Cela fait cinquante ans que Le Corbusier est mort. L’occasion était belle pour rendre hommage à sa mémoire et à son art. Mais voilà, cinquante ans, ce n’est plus tout à fait un exercice de mémoire, mais c’est déjà le temps de l’histoire. On a rendu assez unanimement hommage à son génie créatif et à sa modernité. On n’en a pas moins débusqué quelques tristes égarements. En tout cas suffisamment pour provoquer de vifs débats autour d’une personnalité à la fois brillante et contrastée pour rester dans l’euphémisme.
Ils sont trois à avoir égratigné la statue du commandeur, cette année, à travers trois livres qui ont suscité la polémique parmi les gardiens du temple et les zélotes admirateurs de Charles-Edouard Jeanneret-Gris dit le Corbusier (1887-1965) : François Chaslin, Xavier de Jarcy et Marc Perelman.

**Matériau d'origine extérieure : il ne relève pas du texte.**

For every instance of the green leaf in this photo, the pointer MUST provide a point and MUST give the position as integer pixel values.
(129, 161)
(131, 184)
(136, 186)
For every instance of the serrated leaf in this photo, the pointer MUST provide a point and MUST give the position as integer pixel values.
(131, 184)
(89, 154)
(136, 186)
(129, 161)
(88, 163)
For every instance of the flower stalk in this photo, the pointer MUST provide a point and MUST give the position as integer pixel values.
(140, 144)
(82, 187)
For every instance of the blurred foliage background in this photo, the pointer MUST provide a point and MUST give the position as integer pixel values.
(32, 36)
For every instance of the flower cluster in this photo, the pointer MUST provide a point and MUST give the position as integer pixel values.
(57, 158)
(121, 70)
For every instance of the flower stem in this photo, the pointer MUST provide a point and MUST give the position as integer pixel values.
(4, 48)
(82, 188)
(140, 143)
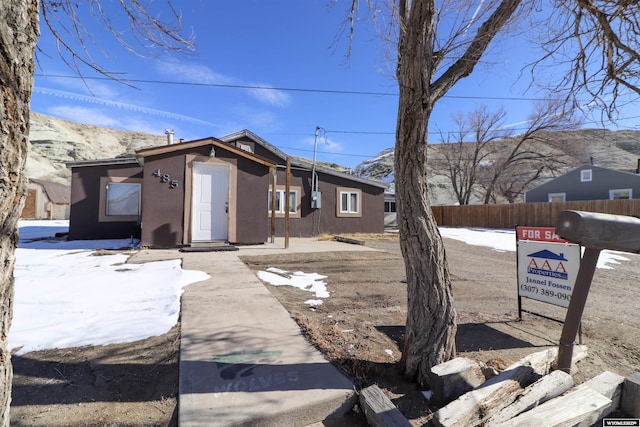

Pour aller vite, on dira que tous les trois mettent l’accent sur ses zones d’ombre rapidement dissipées au lendemain de la Libération grâce à de forts efficaces soutiens politiques : Le Corbu, ce n’est pas seulement la cité radieuse et Ronchamp, La villa Savoie et le couvent de la Tourette, Firminy-Vert et le capitole de Chandirgarh dans le Pendjab, mais aussi une forme de un fascisme français qui a fait dire à l’un de ses détracteurs que Le Corbusier est à l’architecture ce que Martin Heidegger est à la philosophie, soit un modèle pas si modèle que cela, « homme fourvoyé dont l’œuvre est à réévaluer». Autrement dit, ce génie créateur dont on a vanté l’humanisme pour avoir conceptualisé l’unité d’habitation, traduite par des cités radieuses, n’était pas à proprement parler un humaniste. Mais plutôt un obsédé de l’hygiénisme et de la régénérescence de la race, singulièrement eugéniste, lourdement antisémite et pas mal arriviste. Ce qui fait beaucoup pour un seul homme.
Il ne fut guère philo sémite. C’est le moins que l’on puisse dire. Son antisémitisme fut constant et consternant. En 1913, il jugeait les Juifs « cauteleux au fond de leur race». En 1940, dans ses lettres à sa mère, il se lâche « estimant que la défaite est une miraculeuse victoire. Si nous avions vaincu par les armes, la pourriture triomphait, plus rien de propre n’aurait jamais pu prétendre à vivre ». Autre florilège de ses conversations intimes : « Les Juifs passent un sale moment ! Leur soif aveugle de l’argent avait pourri le pays ! ». « L’argent, les Juifs et la franc-maçonnerie, tout subira la loi juste. Ces forteresses honteuses seront démantelées ».
Il fut fasciste ou du moins fascisant dans ses années parisiennes après la première guerre mondiale, militant au Faisceau, premier parti fasciste français. Avec son excellent ami Pierre Winter ainsi que l’ingénieur Francois de Pierrefeu et Hubert Lagardelle, il crée la revue Plan, puis la revue Prélude qui témoignent toutes deux d’une adhésion au fascisme et une aspiration au totalitarisme.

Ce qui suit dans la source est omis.